À présent, la nuit se lève et le jour tombe. On est en plein confinement pour endiguer la propagation du Covid-19 et les repères se sont brouillés ; la circularité du temps, ou bien peut-être sa suspension, est devenue palpable.
À présent, l’extérieur entre et devient intérieur. On est en plein confinement et la dynamique des espaces est bousculée. Renversée. En huis clos, les paysages se sont mêlés, les habitations et les rues ont fusionné.

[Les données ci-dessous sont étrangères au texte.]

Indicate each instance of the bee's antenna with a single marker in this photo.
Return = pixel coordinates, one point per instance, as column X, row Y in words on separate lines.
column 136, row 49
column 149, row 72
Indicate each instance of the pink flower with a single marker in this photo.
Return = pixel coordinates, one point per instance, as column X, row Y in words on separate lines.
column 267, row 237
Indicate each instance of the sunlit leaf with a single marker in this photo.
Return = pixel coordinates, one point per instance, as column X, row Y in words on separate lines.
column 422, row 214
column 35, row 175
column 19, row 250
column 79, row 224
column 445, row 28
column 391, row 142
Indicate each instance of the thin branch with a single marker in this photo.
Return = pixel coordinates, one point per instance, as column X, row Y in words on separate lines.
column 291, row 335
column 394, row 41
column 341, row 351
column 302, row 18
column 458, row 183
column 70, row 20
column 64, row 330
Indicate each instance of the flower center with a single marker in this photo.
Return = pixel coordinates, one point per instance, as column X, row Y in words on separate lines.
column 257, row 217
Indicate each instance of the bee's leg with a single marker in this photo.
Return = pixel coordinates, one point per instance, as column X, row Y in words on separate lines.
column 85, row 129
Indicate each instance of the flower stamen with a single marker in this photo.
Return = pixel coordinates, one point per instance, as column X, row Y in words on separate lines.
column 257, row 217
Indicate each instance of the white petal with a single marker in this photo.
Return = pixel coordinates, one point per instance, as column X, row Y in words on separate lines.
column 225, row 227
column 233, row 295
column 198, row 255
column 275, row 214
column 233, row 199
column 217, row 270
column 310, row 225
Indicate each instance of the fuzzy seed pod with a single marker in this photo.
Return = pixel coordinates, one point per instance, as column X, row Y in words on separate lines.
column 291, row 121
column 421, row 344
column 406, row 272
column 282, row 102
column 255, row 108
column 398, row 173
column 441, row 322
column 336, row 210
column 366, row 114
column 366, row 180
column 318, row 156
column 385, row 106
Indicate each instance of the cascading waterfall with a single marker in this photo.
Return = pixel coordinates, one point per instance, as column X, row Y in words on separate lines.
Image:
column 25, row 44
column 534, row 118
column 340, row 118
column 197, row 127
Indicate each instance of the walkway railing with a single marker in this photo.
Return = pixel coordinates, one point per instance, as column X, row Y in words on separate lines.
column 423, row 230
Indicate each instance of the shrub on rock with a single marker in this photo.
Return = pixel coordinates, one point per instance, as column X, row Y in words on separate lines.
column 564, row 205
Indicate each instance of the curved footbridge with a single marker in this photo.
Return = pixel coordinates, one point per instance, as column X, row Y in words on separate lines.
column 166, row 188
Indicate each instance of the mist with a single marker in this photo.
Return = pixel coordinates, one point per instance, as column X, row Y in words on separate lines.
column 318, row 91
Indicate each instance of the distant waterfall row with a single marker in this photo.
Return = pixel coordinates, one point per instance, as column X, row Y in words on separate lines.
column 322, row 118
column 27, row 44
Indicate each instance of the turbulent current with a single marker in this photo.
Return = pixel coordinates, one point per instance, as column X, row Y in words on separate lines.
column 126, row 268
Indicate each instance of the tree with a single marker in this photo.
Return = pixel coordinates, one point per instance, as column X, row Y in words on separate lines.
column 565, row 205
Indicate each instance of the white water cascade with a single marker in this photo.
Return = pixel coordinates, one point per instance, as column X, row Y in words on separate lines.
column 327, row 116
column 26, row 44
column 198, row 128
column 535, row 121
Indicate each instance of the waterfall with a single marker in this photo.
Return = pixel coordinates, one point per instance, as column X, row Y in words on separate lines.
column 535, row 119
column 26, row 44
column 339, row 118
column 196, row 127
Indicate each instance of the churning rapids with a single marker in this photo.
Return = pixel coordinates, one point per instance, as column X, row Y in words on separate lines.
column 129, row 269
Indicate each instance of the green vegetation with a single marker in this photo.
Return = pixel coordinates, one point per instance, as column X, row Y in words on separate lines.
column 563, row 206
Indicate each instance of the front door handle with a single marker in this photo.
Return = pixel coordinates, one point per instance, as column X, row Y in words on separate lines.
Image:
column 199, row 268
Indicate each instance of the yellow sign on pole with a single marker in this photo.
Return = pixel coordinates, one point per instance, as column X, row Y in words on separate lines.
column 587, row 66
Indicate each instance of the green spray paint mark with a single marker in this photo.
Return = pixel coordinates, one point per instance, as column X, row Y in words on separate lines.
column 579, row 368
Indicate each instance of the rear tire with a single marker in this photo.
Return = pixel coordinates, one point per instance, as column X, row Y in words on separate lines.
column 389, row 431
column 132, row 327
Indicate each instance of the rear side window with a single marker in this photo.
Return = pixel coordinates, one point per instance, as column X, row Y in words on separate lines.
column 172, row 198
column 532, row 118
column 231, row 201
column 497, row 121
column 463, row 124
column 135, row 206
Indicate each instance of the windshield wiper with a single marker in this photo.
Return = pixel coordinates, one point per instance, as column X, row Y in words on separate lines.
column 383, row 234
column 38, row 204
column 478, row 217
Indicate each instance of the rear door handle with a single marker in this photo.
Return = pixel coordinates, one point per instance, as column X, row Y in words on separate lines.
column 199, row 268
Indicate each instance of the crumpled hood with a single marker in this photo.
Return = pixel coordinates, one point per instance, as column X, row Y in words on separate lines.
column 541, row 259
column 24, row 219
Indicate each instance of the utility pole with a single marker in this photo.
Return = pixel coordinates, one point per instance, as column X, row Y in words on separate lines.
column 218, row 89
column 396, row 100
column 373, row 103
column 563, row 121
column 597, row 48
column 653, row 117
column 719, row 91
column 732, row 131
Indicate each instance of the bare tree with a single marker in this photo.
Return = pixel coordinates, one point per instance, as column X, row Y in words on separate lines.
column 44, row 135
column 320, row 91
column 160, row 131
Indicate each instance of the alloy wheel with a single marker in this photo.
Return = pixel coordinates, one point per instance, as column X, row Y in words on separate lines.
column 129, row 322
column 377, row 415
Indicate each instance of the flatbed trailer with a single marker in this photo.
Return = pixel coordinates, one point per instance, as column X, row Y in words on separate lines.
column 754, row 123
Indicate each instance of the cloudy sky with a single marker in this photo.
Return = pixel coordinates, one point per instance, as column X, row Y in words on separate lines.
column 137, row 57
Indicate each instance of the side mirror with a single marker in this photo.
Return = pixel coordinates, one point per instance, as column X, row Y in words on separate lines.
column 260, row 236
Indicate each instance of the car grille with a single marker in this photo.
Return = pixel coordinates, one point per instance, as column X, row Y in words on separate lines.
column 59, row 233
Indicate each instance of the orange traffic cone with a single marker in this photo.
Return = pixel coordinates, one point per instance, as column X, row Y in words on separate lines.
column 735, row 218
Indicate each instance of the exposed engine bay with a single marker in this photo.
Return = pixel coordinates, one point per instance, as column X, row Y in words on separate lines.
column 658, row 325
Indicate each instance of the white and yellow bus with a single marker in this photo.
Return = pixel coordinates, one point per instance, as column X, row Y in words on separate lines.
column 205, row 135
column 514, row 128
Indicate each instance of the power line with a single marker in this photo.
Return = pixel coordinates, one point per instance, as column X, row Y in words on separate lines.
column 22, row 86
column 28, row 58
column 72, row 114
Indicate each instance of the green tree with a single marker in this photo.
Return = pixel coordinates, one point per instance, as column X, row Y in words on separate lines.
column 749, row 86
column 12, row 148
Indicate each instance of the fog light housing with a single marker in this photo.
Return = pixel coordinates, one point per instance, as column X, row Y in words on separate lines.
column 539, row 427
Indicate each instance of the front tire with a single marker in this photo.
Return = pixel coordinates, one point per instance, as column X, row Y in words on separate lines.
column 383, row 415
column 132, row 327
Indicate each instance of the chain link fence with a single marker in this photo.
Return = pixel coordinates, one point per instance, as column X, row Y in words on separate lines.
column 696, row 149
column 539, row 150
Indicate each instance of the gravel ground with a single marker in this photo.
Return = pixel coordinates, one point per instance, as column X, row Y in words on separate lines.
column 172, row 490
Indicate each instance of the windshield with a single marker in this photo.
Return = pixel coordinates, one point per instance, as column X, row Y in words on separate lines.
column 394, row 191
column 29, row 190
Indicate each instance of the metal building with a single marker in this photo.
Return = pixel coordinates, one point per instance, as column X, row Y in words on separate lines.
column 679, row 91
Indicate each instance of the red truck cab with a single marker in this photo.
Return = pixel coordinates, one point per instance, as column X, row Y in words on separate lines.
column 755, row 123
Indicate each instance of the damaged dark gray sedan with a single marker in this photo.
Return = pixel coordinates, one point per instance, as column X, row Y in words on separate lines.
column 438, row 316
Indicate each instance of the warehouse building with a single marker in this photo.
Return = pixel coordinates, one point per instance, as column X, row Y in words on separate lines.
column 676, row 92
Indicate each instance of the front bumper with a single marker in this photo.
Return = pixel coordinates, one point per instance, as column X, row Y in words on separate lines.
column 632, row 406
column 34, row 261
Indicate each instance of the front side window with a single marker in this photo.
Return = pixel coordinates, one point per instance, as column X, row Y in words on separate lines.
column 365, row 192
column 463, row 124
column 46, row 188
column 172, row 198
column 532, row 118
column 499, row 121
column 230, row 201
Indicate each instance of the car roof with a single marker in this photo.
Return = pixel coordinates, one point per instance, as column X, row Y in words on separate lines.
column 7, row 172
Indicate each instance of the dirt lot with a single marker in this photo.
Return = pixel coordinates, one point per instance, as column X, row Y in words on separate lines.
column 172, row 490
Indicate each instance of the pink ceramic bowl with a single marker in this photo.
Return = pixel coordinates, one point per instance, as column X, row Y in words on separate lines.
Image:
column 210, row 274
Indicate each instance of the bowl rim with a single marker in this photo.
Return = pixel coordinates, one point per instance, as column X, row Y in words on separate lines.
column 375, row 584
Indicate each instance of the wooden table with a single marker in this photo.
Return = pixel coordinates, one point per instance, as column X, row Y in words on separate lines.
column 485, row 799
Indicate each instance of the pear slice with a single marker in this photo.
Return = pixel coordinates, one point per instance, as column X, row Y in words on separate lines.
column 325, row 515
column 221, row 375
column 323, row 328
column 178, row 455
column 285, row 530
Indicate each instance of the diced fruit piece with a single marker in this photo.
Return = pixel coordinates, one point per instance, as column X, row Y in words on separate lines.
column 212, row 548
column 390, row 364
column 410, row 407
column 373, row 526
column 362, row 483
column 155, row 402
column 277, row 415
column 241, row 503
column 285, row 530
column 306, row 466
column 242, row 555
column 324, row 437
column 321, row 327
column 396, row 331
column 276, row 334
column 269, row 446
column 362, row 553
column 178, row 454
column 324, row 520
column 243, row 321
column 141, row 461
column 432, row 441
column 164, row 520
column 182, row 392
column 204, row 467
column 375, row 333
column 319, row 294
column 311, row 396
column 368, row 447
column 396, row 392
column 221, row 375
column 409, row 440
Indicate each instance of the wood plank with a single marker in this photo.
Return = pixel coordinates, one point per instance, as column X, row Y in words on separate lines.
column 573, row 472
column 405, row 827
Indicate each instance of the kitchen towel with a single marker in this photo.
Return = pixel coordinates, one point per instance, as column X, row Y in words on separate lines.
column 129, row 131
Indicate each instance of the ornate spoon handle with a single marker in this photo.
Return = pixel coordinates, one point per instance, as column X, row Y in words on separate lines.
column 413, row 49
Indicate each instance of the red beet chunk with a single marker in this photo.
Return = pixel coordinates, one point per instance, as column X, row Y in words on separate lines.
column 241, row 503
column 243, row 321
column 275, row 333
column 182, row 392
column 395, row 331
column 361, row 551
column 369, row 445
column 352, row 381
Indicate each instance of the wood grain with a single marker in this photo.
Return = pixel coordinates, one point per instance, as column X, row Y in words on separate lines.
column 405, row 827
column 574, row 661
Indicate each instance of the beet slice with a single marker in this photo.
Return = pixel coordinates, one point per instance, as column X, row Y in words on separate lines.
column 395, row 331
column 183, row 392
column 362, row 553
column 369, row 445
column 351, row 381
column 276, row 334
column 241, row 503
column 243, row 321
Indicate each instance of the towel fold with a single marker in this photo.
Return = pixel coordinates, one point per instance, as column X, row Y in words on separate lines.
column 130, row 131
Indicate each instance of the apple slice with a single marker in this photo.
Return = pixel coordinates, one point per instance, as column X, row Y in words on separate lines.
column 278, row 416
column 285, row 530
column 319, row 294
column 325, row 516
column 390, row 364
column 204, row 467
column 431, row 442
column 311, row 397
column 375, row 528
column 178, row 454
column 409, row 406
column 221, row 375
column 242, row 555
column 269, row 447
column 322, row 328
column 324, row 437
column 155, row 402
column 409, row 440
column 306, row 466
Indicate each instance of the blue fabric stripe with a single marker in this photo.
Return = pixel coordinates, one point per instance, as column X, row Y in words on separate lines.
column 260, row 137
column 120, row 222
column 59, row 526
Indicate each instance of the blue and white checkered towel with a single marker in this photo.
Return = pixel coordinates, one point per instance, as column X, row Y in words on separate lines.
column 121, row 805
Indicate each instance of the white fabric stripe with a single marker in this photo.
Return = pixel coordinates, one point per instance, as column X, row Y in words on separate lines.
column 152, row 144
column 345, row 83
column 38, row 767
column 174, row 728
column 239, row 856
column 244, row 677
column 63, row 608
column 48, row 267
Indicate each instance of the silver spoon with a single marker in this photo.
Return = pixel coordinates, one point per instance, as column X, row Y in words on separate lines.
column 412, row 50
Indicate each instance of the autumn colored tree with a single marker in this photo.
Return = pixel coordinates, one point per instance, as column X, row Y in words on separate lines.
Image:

C’est dans cette logique en oxymore que Valentine Cadic choisit d’ouvrir La nuit n’en finit plus, court métrage laboratoire aux contours essayistes qui se fond dans le contexte et prend le temps de réfléchir sur ce qu’il raconte et montre. “Le présent est toujours quelque chose qu’on est en train de rater”, disait l’écrivain belge Stefan Hertmans. Devenant sans prétention une trace parmi d’autres de cette période vécue par tous, ce petit bijou de cinéma nous fait la retraverser en pensées, en émotions, en sensations. La jeune réalisatrice y injecte la juste dose d’intime pour permettre l’universel et le faire résonner ainsi en chacun de nous.
Sans voyeurisme aucun, une caméra hésitante glisse le long de grands immeubles et s’arrête sur certaines fenêtres dans lesquelles des silhouettes se dessinent. Leurs visages sont indiscernables, leurs actions illisibles ; elles sont comme autant d’habitants enfermés depuis plusieurs semaines déjà. L’aspect fractionnaire de l’image dans cette recherche vaine de l’altérité disperse plus qu’elle n’assemble, isole plus qu’elle ne lie. Soudain la présence-absence derrière la caméra se dote d’une voix. Le son de la VHS s’adoucit. “En ce moment avec le confinement, il n’y a plus trop de vie la nuit” : conjugué au présent, ce constat rend intemporel ce qui constituait notre quotidien il y a cinq ans maintenant. Ces jours déchirés entre ennui, repos, introspection. Masques, vaccins, télétravail, couvre-feu : un champ lexical qui s’était imposé d’un coup comme dominant. Nous voilà à nouveau plongés dans cette monotonie qui nous enveloppait si nous n’appartenions pas au corps médical. “Je préfère fantasmer en ce moment”, avoue-t-elle quelques secondes plus tard. Un peu comme le prologue d’un livre, Valentine Cadic annonce la couleur de ce qui suivra : une nécessité d’évasion. Mais, comme les pages d’un livre, le médium VHS est fragile, éphémère.
Les politiques et le gouvernement seront désignés par “ils”, feront “ce qu’ils veulent de nous”, nous empêcheront de nous projeter, nous étoufferont. L’identification sera indéniable et donc puissante. La matérialisation d’un souvenir. “J’ai envie de vivre. Malgré le vide de tout ce temps passé, de tout ce temps gâché et de tout ce temps perdu”. Dans cette chronique âpre, Valentine Cadic finit par convoquer l’été et s’inspire de la façon qu’avait Akerman de filmer les femmes chez elles pour brosser en filigrane le portrait des baba yaga, une communauté de femmes installées à quelques mètres de chez elle, qui ont décidé de vieillir ensemble. “Chacune chez soi, mais ensemble”, comme elles se définissent, en analogie avec ce qu’imposait le confinement. En regard du premier plan de ce court métrage, se dessine soudain quelque chose de plus flottant, de plus impalpable. “Dire qu’il y a tant d’êtres sur la terre qui, comme moi, ce soir sont solitaires”. Les paroles de Petula Clark qui résonnaient quelques minutes plus tôt se confondent étrangement avec le propos. De ce conte en mosaïque, de ce collage à proprement parler, émane alors le cri du cœur d’une jeunesse confinée. Et quand la nuit n’en finit plus, il reste la puissance d’évasion par l’imagination. Et cela, personne ne nous l’enlèvera.
Lucile Gautier
Réalisation et scénario : Valentine Cadic Image : Naomi Amarger. Montage : Helio Pu. Son : Mathieu Barbier, Louise Buchart et Matthieu Fraticelli. Interprétation : Sarha Belot, Colly Julie, Fantine Gregorio Colly, Anahita Navaei et Marie Mottet. Production : Les Filmeuses.